A obrigatoriedade sustenta-se em estudos como os de Mantoan (2009, s.p.), para
quem “inclusão é estar com, é interagir com o outro, e sem essa perspectiva muitos sujeitos
estariam condenados à cidadania pela metade”. Quanto à capacitação ou formação pedagógica
para incluir que passa a preocupar os docentes da educação inclusiva, a autora afirma que:
O papel do professor é ser regente de classe, e não especialista em deficiência. Essa
responsabilidade é da equipe de atendimento especializado. Não pode haver
confusão. Uma criança surda, por exemplo, aprende com o especialista em libras
(língua brasileira de sinais) e leitura labial. Para ser alfabetizada em língua
portuguesa para surdos, conhecida como L2, a criança é atendida por um professor
de língua portuguesa capacitado para isso.

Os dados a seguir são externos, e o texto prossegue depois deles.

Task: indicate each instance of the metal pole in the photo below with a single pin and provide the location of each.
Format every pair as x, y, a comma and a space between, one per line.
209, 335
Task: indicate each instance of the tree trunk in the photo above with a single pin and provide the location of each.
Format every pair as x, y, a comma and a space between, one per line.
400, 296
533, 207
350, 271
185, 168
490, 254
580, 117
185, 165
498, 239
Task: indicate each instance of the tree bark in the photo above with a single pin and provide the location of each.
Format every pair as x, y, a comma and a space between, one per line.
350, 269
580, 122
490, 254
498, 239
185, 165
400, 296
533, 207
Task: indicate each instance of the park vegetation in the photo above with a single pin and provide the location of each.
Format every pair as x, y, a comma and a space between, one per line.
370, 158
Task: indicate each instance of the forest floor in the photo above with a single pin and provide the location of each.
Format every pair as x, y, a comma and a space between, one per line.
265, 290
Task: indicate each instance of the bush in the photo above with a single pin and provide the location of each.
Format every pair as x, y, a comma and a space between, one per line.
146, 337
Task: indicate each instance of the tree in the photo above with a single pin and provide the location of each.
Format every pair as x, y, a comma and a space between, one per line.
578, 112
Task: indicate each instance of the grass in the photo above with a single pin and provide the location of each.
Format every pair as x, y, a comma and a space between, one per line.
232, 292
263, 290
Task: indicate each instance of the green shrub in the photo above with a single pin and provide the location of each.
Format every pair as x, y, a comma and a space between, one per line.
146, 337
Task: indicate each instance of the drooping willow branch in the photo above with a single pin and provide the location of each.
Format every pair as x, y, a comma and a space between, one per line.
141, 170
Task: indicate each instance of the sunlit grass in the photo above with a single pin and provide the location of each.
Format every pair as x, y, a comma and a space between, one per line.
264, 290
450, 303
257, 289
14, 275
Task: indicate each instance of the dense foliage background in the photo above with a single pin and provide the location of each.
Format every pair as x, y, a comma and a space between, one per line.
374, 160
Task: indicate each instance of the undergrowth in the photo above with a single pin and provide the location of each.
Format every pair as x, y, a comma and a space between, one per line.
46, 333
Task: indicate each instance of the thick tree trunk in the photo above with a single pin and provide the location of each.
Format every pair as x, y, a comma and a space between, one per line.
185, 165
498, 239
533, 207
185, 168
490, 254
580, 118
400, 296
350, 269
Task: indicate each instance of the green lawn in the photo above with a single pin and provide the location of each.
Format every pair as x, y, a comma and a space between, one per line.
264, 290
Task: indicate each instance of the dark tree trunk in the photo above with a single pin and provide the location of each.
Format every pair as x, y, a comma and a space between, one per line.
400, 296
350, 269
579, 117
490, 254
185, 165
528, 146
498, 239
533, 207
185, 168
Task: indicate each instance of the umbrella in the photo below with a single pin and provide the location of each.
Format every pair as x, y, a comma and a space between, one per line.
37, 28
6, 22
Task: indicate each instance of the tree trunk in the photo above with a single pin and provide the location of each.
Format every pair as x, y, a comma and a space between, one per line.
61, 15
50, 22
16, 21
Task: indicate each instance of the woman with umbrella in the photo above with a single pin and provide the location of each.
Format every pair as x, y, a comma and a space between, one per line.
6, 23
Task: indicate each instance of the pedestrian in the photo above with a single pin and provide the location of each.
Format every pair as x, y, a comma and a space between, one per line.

A função do regente é trabalhar os
conteúdos, mas as parcerias entre os profissionais são muito produtivas.
(MANTOAN, 2009, s.p.).
A autora indica como proceder para efetivar a inclusão e as estratégias sugeridas
auxiliam na superação do paradigma integração-normalização em favor da integraçãoinclusão. Para alguns dos professores da turma em que realizamos nosso estudo, incluir
significa oferecer oportunidades iguais de crescimento pessoal e profissional, além de
proporcionar uma inclusão social, ou seja, promover a integração dos indivíduos na
sociedade; tornar aquele que tem alguma deficiência participante do processo comum de
aprendizagem, dando condições para que ele a atinja. Um dos profissionais reflete sobre o
tema em seus vários aspectos:
Sinto emoção quando observo a força de vontade do aluno em estar presente em
todas as aulas; cautela ao perceber que há vários outros problemas envolvidos neste
processo de inclusão; e preocupação quando não se tem as condições ideais para
oferecer ao aluno um ensino diferenciado – a começar porque, neste caso, o nível de
compreensão do estudante é limitado, e suas lacunas de alfabetização prejudicam o
processo. (PROFESSOR 1).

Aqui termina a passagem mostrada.